4 . Newly Formed Minerals

A considerable number of newly formed minerals in unhardened samples of

soils have been studied by SEM. Submicroscopy has mainly been used to obtain

information on the surface morphology of the minerals. Nonsubmicroscopic

techniques were used primarily for identification purposes.

a. Carbonate, Gypsum, Anhydrite, and Celestite. Needle-shaped calcite

from Turkey, called lublinite, was studied with the SEM by Stoops (1976).The

individual lublinite crystals were stacked in an echelon with their c-axes in a

parallel position. This explained certain optical characteristics as determined in

thin sections with the light microscope. Various scanning electron micrographs

of lenticular gypsum, weathered lenticular gypsum with a comb structure, gypsum microlites, and a rosette-like aggregate of prismatic gypsum crystals were

published by Stoops et al. (1978). The authors also studied anhydrite fibers,

which were parallel to each other, on gypsum in soils from Peru. Celestite was

found as long square prisms elongated according to (100)and had a well-developed (011)form. Stoops et al. (1978)found celestite in gypsiferous soils from

Algeria, Iran, and Iraq. Upon weathering of celestite, grooves could develop

normally to the prism faces.

b. Halite, Thenardite, Bloedite, Hexahydrite, and Barite. The morphologies

of halite, thenardite, and bloedite were studied with the SEM by Driessen (1970)

and Driessen and Schoorl (1973).These salts came from the Konya basin in

Turkey and were present in salt crusts. Mirabilite was recognized in the field but

could not be transported to the lab because of its high water content.

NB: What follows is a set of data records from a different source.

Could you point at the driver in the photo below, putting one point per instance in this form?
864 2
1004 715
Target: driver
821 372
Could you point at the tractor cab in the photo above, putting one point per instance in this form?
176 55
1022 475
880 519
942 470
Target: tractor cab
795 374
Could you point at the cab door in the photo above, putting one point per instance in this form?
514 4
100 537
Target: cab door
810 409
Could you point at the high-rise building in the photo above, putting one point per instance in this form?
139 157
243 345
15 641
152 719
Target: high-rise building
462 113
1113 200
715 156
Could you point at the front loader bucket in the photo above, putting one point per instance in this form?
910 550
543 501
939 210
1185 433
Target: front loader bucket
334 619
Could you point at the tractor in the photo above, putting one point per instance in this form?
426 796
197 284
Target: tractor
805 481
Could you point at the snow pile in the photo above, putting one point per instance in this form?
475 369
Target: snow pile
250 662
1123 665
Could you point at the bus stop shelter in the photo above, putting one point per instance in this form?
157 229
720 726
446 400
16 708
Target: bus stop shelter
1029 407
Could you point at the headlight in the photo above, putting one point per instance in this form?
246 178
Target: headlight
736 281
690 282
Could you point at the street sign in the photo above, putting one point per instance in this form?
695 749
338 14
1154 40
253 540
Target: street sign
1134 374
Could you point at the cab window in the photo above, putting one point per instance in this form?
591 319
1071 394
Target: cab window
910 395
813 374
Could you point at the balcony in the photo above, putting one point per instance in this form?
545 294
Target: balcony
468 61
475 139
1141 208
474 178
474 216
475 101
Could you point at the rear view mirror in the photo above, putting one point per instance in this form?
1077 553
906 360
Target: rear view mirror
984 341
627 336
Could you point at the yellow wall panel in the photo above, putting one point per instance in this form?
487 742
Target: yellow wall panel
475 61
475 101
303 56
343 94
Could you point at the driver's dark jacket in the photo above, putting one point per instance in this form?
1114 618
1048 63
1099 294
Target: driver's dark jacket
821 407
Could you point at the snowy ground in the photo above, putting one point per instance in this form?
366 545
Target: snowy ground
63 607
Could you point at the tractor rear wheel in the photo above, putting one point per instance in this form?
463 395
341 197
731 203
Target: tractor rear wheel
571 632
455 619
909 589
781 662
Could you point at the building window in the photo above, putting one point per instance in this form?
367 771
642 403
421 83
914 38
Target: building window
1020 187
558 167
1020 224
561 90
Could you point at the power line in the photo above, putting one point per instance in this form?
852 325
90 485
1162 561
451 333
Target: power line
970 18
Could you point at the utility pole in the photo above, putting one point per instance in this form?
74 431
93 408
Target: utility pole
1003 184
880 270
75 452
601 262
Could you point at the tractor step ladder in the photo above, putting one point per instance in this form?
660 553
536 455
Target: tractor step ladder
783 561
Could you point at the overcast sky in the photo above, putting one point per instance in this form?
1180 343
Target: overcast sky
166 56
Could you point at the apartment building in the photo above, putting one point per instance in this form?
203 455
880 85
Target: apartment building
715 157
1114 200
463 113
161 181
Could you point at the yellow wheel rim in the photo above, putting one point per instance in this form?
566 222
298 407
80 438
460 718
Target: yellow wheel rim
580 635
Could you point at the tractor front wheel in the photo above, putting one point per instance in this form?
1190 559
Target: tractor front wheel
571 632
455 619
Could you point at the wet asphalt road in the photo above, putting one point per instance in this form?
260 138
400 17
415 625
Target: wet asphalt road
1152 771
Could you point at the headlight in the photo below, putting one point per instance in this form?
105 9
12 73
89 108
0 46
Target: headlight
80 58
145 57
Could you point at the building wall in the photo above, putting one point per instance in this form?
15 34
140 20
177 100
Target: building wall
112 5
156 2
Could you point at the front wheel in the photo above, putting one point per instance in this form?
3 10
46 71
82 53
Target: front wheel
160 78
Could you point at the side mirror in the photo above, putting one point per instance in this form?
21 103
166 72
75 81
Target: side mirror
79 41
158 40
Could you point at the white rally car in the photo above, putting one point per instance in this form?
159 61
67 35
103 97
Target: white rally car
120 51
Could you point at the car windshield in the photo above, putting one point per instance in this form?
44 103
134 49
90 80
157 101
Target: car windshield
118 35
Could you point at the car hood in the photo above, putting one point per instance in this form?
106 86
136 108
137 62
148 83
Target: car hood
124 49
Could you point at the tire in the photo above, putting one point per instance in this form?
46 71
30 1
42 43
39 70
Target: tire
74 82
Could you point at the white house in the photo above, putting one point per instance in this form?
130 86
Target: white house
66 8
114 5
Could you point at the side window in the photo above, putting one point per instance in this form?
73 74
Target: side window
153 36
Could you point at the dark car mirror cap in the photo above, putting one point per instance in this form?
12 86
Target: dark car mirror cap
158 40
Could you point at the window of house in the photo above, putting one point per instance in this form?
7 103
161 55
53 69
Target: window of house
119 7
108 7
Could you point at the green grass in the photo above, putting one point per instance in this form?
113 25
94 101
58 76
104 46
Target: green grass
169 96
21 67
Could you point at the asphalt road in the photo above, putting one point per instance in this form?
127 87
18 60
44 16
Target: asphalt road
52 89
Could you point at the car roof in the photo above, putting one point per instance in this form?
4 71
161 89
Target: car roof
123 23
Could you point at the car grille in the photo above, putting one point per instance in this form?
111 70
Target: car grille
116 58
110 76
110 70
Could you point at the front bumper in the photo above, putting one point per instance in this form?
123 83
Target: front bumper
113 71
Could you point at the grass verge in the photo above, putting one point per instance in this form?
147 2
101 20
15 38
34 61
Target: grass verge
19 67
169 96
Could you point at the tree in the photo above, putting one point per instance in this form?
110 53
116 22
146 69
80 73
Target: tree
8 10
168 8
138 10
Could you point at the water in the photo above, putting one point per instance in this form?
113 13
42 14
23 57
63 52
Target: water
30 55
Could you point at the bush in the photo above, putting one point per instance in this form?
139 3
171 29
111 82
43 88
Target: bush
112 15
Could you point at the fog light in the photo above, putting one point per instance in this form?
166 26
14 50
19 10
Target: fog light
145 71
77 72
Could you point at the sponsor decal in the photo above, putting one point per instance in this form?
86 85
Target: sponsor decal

The porosity of the salt crusts could also be investigated, and it was found that

the needle-shaped thenardite gave more porosity to the crust than the platy

bloedite. Halite could seal the surface of the soil. Vergouwen (1981)studied salts

from the same basin in Turkey with the SEM-EDXRA. Crystallographic properties and morphologies of individual salt crystals were examined. The relations

between different salt crystals in salt assemblages were also studied. It was found

that identification on the basis of morphology alone is not always possible;

microchemical in situ analysis with the EDXRA is then necessary. Thenardite

occurred in two crystal forms, as needles and in another crystal form when



associated with other salt minerals. Trona, bloedite, and hexahydrite made the

salt crust very fluffy. Halite formed a smooth crust and sealed the soil. Several

scanning electron micrographs of various morphologies of halite in soils were

published by Eswaran et al. (1980). Attention was also given to crust formation

by halite.

Tursina et al. (1980) published scanning electron micrographs of thenardite in

hydromorphous Solonchaks from the Soviet Union. Scanning electron microscopy also permitted the effect of salt crystallization on soil fabric and structure to

be studied. Stoops et al. (1978), using the SEM, found hexahydrite on ped

surfaces of a salic Gypsiorthid from Iran. Hexahydrite was mixed with gypsum

crystals. Barite (microlites consisting mainly of prism) was found by Stoops and

Zavaleta (1978) in a typic Haplustalt of Peru.

c. Pyrite, Jarosite, and Gypsum. Scanning electron micrographs of pyrite,

jarosite, and gypsum in a paleosol of eastern Nigeria were published by Moormann and Eswaran (1978). Pyrite framboids were found associated with organic

matter, and fine gypsum needles could protrude from these. van Breemen and

Harmsen (1975) photographed jarosite by SEM before and after dialysis with

distilled water over a period of 4 months. Miedema et al. (1974) studied pyrite,

jarosite, and gypsum in four soils of inland polders of the Netherlands. Paramananthan et al. (1978) investigated the effects of drainage on pyrite-containing

marine clays in the coastal area of Malaysia and presented SEM photographs of

pyrite, jarosite, gypsum, ferriorganans, fungal mycelia, and diatoms.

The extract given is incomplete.